L and I agreed that there's more that we (I) can do at home.  I say that I want to understand Autism, well here's my gilded invitation.  Break out the activity and therapy books.  Focus our play to reinforce the work he's doing at school by addressing things like tactile senses or writing and coloring or trying new foods. 

I know it's not the same as working with a trained therapist.  I don't know all the cues or where we should be going or how to get Little N involved in an activity that challenges him.  And yet… it is more than school alone.  It works.  He does respond.
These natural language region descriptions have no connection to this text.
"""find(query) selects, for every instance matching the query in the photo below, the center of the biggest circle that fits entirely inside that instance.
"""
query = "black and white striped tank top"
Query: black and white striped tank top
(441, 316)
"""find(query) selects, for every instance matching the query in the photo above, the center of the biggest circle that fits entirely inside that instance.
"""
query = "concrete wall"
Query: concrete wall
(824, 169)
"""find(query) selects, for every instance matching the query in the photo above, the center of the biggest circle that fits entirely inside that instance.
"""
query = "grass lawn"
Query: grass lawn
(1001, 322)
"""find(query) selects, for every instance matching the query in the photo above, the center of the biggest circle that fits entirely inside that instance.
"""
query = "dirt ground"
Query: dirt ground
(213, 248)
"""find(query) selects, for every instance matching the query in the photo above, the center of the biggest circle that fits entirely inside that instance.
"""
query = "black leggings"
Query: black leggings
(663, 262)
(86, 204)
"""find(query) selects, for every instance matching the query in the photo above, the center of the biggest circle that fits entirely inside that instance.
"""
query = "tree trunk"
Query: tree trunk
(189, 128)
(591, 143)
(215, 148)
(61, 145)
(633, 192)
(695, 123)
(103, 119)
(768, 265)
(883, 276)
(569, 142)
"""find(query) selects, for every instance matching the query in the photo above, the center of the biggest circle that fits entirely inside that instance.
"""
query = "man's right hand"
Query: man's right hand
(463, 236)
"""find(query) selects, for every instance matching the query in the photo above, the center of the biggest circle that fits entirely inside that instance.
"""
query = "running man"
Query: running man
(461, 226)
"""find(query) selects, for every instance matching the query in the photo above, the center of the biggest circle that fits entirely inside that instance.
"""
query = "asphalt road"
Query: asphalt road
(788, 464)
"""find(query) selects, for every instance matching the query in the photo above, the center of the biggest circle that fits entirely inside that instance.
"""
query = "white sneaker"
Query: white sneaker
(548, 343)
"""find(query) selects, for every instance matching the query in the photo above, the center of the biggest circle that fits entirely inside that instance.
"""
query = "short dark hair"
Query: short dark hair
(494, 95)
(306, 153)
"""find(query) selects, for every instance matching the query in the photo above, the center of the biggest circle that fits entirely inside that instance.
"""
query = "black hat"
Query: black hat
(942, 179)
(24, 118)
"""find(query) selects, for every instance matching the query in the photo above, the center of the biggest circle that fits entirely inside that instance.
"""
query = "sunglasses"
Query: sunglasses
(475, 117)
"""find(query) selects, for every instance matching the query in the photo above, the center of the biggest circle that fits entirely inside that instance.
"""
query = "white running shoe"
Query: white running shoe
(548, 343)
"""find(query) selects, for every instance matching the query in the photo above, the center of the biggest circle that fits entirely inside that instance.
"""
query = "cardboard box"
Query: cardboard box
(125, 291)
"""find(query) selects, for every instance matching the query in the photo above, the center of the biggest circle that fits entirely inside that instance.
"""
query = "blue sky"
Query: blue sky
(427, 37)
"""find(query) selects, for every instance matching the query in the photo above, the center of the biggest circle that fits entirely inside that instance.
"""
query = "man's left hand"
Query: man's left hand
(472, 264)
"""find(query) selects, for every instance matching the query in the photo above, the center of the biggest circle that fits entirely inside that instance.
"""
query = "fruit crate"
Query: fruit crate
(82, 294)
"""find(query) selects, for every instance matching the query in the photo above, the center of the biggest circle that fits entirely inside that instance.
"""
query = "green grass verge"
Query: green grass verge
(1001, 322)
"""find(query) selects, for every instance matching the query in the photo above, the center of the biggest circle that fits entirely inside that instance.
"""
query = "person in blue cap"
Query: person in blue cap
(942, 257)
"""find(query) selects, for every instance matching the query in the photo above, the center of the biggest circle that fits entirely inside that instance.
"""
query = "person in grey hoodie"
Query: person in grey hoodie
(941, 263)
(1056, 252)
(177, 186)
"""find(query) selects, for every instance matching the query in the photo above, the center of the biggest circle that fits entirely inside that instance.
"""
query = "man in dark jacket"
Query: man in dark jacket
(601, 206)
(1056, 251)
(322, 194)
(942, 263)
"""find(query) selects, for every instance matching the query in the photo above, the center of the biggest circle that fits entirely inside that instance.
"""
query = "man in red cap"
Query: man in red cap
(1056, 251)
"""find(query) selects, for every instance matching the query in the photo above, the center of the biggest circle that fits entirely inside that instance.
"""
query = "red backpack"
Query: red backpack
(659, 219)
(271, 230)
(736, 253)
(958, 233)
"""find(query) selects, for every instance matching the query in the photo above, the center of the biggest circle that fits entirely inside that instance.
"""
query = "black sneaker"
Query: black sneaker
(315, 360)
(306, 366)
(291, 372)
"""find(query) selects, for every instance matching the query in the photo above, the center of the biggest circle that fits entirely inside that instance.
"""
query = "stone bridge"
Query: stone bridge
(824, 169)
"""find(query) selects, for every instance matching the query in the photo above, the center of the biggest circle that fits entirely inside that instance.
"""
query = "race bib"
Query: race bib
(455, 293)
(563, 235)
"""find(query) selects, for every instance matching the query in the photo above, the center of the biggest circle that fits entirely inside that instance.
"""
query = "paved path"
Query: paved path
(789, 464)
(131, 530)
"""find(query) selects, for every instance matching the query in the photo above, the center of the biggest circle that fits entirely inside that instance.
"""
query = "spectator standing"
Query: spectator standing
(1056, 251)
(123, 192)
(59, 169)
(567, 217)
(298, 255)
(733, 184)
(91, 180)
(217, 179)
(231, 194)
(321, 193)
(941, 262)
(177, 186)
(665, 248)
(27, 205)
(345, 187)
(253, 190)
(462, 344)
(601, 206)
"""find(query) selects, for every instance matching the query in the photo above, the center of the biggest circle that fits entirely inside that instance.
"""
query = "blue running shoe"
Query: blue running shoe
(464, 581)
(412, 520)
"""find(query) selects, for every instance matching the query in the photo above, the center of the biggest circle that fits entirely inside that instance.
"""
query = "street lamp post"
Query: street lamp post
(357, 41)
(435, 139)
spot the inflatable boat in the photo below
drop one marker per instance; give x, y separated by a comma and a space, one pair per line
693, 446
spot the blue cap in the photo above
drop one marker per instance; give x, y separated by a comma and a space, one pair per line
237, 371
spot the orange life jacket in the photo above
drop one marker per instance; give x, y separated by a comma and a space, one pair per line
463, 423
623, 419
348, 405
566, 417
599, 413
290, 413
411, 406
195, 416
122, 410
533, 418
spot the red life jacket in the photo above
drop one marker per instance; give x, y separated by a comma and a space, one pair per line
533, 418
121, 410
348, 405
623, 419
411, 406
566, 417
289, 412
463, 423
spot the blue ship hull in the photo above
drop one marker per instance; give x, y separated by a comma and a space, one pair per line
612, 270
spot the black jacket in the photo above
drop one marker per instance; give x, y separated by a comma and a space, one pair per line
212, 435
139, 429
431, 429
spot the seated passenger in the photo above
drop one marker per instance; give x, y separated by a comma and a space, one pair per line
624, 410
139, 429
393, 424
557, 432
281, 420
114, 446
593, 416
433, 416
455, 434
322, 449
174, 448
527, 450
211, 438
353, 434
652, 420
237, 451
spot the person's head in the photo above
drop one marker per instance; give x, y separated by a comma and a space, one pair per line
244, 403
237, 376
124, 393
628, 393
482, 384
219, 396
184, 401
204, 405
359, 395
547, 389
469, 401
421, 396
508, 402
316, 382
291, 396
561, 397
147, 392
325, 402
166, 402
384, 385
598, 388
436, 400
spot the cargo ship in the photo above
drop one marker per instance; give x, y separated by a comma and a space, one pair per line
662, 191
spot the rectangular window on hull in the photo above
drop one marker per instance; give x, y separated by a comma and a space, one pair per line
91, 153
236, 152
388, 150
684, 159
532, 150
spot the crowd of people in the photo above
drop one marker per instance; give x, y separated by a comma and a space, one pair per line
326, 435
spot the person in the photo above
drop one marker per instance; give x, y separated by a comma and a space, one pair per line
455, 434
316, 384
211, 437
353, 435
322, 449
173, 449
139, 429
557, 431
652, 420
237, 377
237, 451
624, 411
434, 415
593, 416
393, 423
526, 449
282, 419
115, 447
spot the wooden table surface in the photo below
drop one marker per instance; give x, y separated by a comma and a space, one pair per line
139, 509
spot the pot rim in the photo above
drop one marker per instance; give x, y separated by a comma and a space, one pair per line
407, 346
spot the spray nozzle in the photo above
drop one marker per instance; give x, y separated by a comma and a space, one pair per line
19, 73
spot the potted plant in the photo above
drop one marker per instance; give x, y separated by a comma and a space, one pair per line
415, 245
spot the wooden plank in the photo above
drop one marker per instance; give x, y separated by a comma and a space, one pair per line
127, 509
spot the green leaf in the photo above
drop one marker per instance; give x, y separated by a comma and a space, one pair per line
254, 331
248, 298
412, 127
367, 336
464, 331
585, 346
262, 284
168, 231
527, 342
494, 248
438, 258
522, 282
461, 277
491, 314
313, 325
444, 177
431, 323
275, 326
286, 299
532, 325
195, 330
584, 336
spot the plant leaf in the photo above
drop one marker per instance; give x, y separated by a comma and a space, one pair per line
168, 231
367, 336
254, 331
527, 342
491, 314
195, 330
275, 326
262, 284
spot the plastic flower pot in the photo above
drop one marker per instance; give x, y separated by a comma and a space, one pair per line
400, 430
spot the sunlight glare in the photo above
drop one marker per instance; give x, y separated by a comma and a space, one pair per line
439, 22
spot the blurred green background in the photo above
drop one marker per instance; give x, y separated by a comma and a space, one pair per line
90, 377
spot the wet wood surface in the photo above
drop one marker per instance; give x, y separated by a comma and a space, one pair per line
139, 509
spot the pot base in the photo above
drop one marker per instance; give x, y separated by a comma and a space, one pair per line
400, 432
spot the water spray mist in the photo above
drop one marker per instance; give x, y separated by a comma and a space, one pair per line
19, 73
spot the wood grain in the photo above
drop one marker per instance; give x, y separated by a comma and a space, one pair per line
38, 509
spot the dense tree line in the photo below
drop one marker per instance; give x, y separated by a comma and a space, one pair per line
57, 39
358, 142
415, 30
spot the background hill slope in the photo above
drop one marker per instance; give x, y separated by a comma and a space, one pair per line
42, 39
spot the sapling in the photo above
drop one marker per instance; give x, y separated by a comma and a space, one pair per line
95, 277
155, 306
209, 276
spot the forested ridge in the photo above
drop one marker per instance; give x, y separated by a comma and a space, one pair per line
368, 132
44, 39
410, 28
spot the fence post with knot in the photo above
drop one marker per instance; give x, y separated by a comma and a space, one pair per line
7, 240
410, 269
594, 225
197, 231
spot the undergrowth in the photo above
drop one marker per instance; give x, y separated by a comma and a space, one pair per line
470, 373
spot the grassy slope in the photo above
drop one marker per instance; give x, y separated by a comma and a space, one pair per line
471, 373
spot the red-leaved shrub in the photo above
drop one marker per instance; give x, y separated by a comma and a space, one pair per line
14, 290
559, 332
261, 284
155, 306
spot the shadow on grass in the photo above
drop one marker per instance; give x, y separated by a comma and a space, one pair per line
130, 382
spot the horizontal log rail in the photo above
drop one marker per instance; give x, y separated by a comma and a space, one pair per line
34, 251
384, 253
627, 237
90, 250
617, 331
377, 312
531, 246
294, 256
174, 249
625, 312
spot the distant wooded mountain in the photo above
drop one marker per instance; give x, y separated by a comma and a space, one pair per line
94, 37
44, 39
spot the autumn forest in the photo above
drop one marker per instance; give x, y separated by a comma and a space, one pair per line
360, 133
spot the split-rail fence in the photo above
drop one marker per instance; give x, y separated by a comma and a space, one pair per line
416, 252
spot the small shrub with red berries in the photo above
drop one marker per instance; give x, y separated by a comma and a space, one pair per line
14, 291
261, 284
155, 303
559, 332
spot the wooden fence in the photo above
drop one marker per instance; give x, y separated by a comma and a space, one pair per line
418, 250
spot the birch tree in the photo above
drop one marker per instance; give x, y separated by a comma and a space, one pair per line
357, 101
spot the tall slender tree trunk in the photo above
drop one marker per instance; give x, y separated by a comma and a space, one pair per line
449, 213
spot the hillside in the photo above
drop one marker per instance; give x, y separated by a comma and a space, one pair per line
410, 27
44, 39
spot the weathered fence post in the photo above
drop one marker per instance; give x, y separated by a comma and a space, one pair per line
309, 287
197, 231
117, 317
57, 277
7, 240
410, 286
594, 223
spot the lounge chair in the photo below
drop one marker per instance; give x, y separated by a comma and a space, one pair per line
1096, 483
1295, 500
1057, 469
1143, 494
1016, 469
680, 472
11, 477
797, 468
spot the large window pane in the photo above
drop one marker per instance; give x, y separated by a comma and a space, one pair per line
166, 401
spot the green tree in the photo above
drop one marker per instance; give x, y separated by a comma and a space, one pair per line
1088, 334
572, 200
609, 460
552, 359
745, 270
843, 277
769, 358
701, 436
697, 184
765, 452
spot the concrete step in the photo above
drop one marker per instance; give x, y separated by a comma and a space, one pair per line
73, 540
And it has some benefits that a therapist wouldn't have.  I can build on a skill incrementally.  I have more opportunity to keep acclimating him to the challenging stuff - like getting his hands goopy or interacting with unfamiliar children at the park - than an hour appointment with a therapist can do.   

This weekend we practiced somersaults on the cushions in the living room and now he can do them on his own.  We also did some really messy playing with custard and he gradually tolerated more mess on his hands before getting tense and needing to wash up.  And we had fun together doing it.  

Autism Mom is part of who I am now.  It's a qualifier to my motherhood that says something about how I play with my son, what I read, what I write, how I react to teachers and other parents.  It shapes how I inhabit my time and that shapes my identity.  It's uncomfortable.  I'm uncomfortable.  Our Autism is showing. 

And it's good.  Getting hands on, brain on, into Autism is growing me.   It humbles me.  It gives me greater context for compassion for my son's good work.  I'm earning the title Autism Mom, which is part of being Little N's Mom.  A medium for knowing this particular little person and for being a more useful medium for his growing into the world.

1 comment:

Allison H. said...

Thanks for sharing this Jen.

Something to remember whenever 'experts' tell you something that doesn't sit quite right: inside every parent is something no one else has, the instinct to do what is best for THEIR child.

Experts trust books, parents trust how they feel.

Keep following the parenting instincts inside of you and Lance and you'll do just fine for our precious N.